My preseason list of the top 100 players in the nation has been published. Historically, it is the first list of its kind to be released, before Rivals or Scout or ESPN or anyone else.
My top 100 list is based on three things: (1) production; (2) the size at your position and your projection to be a No. 1 choice in the NFL draft; and (3) my sitdown, eyeball-to-eyeball meeting with each kid. Does he have heart? What does he have to say about the game football? What are his intanglibles?
As the season goes along, I will track how well each player progresses or digresses and will change my list accordingly. Historically, it changes drastically. Some kids don't have great years. A lot of Chicago players could break into the top 100. At this time, the only Illinois product is running back/linebacker Rodney Coe of Edwardsville.
However, most of the time, the No. 1 player doesn't lose his spot. My choice, running back/linebacker James Wilder Jr. of Tampa, Fla., is a perfect size (6-2, 220) for the two positions. Rivals recently released its top 100 list and rated my No. 2 choice, defensive end Jadaveon Clowney of Rock Hill, S.C., as its top pick. Clowney looks like Alonzo Spellman but he has issues.
The class of 2011 lacks the talented quarterbacks of the past but it is loaded with offensive linemen. In fact, I rank three of them among the top seven players in the nation, a rarity. Two of the top four players in Illinois are offensive linemen. Interestingly, this is the first telling year of the spread quarterback, when more of the top-rated quarterbacks in the nation operate out of spread offenses instead of a pro-style attack.
My top 100 list was published on May 15, two weeks after I completed my last trip around the country. I traveled 60,000 miles and visited 2,000 players in all 50 states. Along the way, I rented 21 cars, took five plane trips (in 2001, I took 53 flights), had a flat tire in Albany, N.Y., encountered one blizzard in western Maryland and didn't have a single speeding ticket. And I endured a 22-mile hike in Alaska with a hot dog, bag of chips and a bottle of water.
How do I evalute kids? How do I come to my conclusions?
I talked to Michael Oher for an hour and he didn't say a word.
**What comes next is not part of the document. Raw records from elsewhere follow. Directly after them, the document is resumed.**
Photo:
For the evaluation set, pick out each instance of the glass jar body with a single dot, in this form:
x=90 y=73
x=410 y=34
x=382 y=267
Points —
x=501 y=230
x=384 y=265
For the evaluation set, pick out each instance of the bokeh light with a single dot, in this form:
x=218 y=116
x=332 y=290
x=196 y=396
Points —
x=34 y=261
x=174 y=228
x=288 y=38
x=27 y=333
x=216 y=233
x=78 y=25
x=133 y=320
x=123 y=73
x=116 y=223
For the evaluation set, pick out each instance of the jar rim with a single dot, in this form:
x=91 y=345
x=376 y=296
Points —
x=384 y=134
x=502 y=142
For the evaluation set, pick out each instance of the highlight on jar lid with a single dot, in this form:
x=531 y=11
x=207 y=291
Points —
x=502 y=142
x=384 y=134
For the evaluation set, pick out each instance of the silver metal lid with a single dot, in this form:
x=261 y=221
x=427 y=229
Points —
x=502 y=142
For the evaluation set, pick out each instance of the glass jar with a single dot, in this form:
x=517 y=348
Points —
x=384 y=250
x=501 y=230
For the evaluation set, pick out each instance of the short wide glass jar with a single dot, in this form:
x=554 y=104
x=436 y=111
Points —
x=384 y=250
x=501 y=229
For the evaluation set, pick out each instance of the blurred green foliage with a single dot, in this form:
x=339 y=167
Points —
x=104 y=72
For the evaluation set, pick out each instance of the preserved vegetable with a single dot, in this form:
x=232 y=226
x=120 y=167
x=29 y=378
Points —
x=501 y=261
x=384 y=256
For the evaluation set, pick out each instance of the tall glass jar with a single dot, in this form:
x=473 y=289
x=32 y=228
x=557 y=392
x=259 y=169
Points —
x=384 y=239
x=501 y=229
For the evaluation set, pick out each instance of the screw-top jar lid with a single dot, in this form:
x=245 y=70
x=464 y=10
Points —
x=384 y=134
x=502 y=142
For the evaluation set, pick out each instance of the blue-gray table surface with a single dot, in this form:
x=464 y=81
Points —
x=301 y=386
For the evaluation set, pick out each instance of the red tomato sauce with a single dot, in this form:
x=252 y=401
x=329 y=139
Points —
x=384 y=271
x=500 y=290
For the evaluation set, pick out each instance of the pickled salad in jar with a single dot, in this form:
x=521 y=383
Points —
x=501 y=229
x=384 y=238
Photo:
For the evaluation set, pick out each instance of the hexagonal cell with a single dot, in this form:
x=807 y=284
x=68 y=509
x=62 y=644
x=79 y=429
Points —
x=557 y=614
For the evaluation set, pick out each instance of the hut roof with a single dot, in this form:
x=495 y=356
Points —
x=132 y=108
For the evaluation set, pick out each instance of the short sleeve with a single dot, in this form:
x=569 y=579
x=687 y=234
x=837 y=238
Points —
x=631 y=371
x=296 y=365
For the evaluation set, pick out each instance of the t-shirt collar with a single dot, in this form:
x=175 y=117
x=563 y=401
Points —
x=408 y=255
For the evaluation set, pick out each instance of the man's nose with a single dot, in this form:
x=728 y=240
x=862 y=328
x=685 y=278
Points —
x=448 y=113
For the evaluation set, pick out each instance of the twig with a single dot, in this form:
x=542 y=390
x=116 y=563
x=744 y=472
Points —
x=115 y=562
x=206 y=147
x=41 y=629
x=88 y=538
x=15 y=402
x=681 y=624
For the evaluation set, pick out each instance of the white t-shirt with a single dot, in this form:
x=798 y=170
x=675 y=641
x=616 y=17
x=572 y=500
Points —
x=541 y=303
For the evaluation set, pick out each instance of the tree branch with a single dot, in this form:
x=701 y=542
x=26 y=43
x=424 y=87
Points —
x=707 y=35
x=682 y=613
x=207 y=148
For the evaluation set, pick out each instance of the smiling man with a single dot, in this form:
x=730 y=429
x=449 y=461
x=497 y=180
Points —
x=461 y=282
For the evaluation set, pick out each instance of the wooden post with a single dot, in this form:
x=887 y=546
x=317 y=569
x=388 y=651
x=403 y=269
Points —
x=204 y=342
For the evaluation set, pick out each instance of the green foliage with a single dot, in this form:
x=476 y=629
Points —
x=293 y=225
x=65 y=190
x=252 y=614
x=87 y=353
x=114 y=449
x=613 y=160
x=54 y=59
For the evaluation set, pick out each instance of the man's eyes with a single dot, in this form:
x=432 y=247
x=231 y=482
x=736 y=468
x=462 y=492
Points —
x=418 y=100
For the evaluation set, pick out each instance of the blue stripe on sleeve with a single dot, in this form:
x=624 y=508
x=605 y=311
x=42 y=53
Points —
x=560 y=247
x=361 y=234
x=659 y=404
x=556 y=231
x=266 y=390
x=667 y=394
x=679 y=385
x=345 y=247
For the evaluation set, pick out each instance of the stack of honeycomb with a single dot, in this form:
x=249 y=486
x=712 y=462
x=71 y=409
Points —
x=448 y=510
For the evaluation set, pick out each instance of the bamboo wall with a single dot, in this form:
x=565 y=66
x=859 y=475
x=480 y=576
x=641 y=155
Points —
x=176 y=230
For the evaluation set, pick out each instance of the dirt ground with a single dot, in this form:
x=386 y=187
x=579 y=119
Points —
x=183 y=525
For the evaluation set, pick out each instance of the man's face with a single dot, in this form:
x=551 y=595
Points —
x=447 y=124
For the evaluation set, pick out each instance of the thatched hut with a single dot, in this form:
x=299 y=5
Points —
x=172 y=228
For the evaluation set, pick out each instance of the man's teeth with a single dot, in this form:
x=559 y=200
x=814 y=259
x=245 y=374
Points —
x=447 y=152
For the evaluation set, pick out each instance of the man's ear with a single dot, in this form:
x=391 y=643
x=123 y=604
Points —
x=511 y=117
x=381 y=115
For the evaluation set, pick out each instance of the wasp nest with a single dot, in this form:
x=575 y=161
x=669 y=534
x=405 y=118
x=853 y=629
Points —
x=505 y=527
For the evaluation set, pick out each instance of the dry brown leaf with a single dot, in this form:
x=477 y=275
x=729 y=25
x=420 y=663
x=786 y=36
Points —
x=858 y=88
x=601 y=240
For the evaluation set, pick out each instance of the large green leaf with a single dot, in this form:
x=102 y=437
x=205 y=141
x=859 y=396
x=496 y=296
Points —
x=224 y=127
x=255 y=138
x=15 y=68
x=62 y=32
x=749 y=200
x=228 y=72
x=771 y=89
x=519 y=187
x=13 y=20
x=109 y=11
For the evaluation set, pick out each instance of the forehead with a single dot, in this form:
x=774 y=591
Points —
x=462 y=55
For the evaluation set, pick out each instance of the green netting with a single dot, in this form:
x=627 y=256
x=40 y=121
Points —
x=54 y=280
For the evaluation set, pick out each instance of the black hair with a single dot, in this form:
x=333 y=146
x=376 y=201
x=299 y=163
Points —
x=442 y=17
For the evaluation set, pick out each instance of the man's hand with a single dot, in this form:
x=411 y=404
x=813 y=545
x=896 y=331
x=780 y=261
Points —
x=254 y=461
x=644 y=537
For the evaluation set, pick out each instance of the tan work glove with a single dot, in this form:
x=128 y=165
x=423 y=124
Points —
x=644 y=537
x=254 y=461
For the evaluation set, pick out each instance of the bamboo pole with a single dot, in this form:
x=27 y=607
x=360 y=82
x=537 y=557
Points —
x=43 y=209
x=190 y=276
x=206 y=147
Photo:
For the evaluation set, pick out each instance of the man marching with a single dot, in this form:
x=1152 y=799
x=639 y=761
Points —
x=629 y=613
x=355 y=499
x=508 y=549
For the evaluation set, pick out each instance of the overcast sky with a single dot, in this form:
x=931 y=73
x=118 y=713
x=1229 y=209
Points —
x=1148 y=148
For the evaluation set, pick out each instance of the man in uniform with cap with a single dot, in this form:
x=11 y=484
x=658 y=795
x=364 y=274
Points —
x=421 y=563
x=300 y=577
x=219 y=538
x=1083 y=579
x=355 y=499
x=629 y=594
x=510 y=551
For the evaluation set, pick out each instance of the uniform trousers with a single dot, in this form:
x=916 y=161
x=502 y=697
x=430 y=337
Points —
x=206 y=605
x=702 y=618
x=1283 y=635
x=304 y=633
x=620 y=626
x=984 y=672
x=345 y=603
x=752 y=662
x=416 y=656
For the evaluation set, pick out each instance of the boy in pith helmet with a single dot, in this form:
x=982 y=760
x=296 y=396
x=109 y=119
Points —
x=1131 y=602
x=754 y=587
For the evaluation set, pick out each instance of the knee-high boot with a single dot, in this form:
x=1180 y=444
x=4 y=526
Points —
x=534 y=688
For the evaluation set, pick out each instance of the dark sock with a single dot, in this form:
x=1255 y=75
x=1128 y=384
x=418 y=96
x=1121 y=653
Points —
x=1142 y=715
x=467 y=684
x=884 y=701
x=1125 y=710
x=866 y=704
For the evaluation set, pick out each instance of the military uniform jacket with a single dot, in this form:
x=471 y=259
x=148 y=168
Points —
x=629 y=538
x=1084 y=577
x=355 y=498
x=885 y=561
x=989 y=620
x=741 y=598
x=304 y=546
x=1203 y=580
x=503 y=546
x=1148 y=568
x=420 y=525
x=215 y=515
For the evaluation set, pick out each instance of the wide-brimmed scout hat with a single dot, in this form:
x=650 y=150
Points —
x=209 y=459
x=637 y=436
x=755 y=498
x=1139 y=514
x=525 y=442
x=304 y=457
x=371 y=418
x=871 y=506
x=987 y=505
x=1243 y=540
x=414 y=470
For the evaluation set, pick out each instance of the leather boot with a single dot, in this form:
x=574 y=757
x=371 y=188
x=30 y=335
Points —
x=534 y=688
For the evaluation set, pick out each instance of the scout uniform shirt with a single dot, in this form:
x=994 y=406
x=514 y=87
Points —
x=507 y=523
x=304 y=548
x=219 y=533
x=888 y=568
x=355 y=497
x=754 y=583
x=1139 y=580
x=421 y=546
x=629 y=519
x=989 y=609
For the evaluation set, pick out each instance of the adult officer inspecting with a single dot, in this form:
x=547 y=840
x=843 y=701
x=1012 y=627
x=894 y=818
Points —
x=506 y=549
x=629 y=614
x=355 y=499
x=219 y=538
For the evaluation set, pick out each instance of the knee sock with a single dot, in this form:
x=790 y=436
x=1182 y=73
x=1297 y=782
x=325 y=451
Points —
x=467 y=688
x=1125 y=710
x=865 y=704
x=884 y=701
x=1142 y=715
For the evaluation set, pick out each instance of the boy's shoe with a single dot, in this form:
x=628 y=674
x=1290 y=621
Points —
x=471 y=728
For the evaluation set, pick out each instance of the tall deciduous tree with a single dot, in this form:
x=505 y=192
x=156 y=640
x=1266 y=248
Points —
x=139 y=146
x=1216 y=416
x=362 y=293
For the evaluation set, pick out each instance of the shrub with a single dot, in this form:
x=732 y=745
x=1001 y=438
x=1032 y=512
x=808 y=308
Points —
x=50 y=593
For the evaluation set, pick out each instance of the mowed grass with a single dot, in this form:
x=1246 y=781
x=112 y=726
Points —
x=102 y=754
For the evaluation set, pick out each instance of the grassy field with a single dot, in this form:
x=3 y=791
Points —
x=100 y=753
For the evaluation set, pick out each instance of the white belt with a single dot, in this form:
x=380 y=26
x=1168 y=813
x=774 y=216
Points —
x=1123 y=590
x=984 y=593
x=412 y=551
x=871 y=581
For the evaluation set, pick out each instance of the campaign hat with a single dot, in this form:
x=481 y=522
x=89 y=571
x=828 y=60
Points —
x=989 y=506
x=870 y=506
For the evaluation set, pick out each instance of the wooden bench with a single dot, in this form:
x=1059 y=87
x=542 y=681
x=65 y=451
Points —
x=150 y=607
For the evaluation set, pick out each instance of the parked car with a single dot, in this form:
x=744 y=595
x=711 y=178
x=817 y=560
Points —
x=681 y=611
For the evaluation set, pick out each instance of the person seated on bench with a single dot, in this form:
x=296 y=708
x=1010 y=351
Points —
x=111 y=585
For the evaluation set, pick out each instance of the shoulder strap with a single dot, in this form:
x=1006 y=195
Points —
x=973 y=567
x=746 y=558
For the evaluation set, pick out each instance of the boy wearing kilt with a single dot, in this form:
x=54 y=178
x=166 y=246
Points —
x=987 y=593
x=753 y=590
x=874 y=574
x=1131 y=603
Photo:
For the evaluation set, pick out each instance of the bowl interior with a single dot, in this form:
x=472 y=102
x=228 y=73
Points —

But I was knocked out by his enormous size. Now he's an All-Pro.
I dropped Myron Rolle from the No. 1 spot to No. 26 after he didn't look good in the San Antonio combine. He got mad about it. I was proven right. Rolle was the No. 199 pick in the draft, the last pick of the sixth round. Chris "Beanie" Wells was my No. 1 choice at the end of the year. And he was a first-round pick in the NFL draft.
In that high school season, Andre Smith was No. 2 on my final top 100 list and Percy Harvin No. 3. Then Mitch Mustain and Tim Tebow. It shows what can happen if a kid is ranked No. 1. Rolle couldn't make plays in space. Mustain made a poor decision. He was a starter as a true freshman at Arkansas but transferred to USC because he felt they were going to run the ball more.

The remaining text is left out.